Function for determining rhyming

In [104]:
def rhymes(s):
    '''
    Function that determines rhyming words by comparing the ending sounds.
    
    Input: 
    s: a tuple (w, len(p), p) where w is a word, len(p) is its number of syllables,
    and p is its pronunciation
    
    Output:
    filtered: a list of words that rhyme with w. If none, returns w.
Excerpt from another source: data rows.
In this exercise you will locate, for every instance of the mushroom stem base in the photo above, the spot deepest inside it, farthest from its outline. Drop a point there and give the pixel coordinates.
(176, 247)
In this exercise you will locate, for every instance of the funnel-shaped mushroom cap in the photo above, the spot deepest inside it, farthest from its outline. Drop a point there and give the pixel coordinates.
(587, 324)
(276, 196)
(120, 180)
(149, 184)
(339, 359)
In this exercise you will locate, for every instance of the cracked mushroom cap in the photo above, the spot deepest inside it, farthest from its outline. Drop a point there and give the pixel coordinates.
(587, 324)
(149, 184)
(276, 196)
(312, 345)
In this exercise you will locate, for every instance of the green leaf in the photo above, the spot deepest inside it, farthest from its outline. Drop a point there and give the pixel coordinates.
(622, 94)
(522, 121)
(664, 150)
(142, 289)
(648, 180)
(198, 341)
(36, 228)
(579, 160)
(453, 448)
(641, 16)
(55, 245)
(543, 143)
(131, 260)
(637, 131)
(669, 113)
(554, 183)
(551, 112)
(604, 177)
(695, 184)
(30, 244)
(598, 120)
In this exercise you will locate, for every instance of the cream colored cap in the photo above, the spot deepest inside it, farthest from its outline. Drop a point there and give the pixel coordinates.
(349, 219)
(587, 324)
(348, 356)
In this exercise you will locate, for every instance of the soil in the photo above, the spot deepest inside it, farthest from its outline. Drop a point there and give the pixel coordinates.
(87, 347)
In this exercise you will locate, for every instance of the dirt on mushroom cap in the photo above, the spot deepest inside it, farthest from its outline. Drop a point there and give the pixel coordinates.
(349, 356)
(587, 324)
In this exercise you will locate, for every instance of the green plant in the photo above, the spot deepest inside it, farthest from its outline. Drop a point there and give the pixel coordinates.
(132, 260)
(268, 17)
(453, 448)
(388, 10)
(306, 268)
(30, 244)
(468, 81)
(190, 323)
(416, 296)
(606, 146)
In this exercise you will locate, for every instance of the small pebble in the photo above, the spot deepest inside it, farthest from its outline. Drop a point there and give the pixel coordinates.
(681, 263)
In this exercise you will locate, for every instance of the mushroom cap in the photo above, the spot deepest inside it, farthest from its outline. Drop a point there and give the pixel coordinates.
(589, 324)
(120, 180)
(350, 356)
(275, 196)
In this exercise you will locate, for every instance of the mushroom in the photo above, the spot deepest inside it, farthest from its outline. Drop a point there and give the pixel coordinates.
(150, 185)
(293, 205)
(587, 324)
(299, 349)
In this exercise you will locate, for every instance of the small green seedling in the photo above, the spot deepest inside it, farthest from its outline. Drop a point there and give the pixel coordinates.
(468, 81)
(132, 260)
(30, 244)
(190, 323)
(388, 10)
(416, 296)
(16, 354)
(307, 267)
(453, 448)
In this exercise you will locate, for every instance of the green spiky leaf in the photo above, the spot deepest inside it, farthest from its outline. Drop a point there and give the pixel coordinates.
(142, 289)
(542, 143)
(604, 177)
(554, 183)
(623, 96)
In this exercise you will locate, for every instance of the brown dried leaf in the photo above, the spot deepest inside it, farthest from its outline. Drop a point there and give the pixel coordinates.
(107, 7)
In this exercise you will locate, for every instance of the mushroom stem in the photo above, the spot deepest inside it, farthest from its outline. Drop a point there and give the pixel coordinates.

If w is 
    empty, returns [].
    '''
    
    try:
        (w, l, p) = s[0]
        try:
            filtered = [wt for (wt, pt) in cmudict.entries() if l == len(pt) and p[-2:] == pt[-2:]]
            return filtered
        except:
            return [w]
    except:
        return []

In [None]:
# get rhymes 
[rhymes(s) for s in syllables]

## Load data and train HMM

In [None]:
# load data and reverse all words
text = open(os.path.join(os.getcwd(), 'data/shakespeare.txt')).read()
text = text.split(' ')
text.reverse()
text = ' '.join(text)
obs, obs_map = parse_poems(text)

In [None]:
hmm8 = unsupervised_HMM(obs, 8, 100)

In [None]:
hmm8 = unsupervised_HMM(obs, 8, 100)

## Generate sonnets

In [None]:
from ipynb.fs.full.unsupervised_hmm_poems import obs_map_reverser, sample_sentence

def generate_obs(hmm, obs_map):
    '''
    Naively generates 14-line sonnet with 8 words each.
    
    Inputs:
    hmm: trained hmm
    obs_map: maps word to observation index
    
    Outputs:
    None
    '''
    # generate all words in sonnet
    all_words = sample_sentence(hmm, obs_map, 112)
    all_words = all_words.split(' ')
    
    # split into 14 lines and add capitalization/naive punctuation
    for i in range(14):
        count = 0
        line = ' '.join(all_words[i*8:(i+1)*8]).capitalize()
        if i < 11 or i == 12:
            line += ','
        else:
            line += '.'
        print(line)

def generate_by_line(hmm, obs_map):
    for i in range(14):
        line = sample_sentence(hmm, obs_map, 8)
        if i < 11 or i == 12:
            line += ','
        else:
            line += '.'
        print(line)